7-ter. Fino al 31 dicembre 2030, ai fini dei calcoli di cui al
comma 1, lettera a), la quantita' di energia fornita al settore del
trasporto marittimo e' considerata in misura non superiore al 13 per
cento del consumo finale lordo di energia sul territorio nazionale.»;
n) i commi 8, 9 e 10 sono abrogati;
o) al comma 11, la parola: «carburanti» e' sostituita dalla
seguente: «combustibili» e dopo le parole: «non biologica,» sono
inserite le seguenti: «nonche' carburanti da carbonio riciclato,»;
p) dopo il comma 12 sono inseriti i seguenti:
«12-bis. Ai fini dell'obbligo di cui al comma 1, non sono
conteggiati al denominatore di cui alla lettera a) del secondo
periodo del medesimo comma i consumi di carburanti per aviazione. Nel
caso dei carburanti per aviazione, si applica il regolamento (UE)
2023/2405 del Parlamento europeo e del Consiglio, del 18 ottobre
2023. I soggetti che forniscono in consumo esclusivamente
combustibili rinnovabili di origine non biologica ovvero che
immettono energia elettrica nell'ambito del trasporto ferroviario
sono esonerati dall'obbligo di cui al comma 1.

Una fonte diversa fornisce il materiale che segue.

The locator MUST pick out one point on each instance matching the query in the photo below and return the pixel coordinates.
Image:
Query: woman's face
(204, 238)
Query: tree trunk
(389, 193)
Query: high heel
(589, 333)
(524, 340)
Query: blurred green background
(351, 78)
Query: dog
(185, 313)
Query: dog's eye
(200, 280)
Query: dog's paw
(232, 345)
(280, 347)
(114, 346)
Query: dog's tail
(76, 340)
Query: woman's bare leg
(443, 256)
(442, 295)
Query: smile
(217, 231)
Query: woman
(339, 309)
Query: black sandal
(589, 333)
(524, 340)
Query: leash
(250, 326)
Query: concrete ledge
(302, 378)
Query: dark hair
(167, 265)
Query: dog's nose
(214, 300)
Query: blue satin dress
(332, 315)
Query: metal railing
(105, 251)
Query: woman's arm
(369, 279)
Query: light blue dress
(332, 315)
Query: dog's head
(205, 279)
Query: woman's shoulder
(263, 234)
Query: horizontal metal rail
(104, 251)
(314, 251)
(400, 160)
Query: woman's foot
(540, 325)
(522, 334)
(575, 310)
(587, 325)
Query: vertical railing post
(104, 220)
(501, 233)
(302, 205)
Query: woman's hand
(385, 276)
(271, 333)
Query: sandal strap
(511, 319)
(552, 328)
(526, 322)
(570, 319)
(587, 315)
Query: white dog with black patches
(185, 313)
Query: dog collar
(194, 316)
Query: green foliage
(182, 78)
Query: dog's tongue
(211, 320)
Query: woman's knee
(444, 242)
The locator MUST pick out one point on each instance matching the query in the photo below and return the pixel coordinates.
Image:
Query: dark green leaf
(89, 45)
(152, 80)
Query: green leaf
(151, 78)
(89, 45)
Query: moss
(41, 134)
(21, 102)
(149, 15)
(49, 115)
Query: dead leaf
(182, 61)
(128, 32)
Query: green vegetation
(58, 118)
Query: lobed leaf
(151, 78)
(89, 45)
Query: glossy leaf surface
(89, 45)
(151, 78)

12-ter. I soggetti che forniscono esclusivamente energia
elettrica sono esonerati dall'obbligo della quota minima stabilita
alla lettera a) del comma 3.
12-quater. Ai fini dell'obbligo di cui al comma 1, i fornitori
di energia elettrica conteggiano anche i quantitativi dai medesimi
forniti ai punti di ricarica privati a uso delle proprie flotte
aziendali, anche di trasporto pubblico, con una potenza di uscita
cumulativa nello stesso punto di connessione di almeno 50kW ed a
condizione che tali quantitativi possano essere quantificati,
verificati e certificati dal GSE, che a tal fine emana apposito
regolamento applicativo.
12-quinquies. Il Ministero dell'ambiente e della sicurezza
energetica, anche su indicazione del Comitato di cui al comma 11 del
presente articolo, segnala alle autorita' competenti di altri Stati
membri, nonche' alla Commissione europea, eventuali comportamenti
fraudolenti con riferimento al rispetto degli obblighi di cui al
presente articolo e dei criteri di cui all'articolo 42.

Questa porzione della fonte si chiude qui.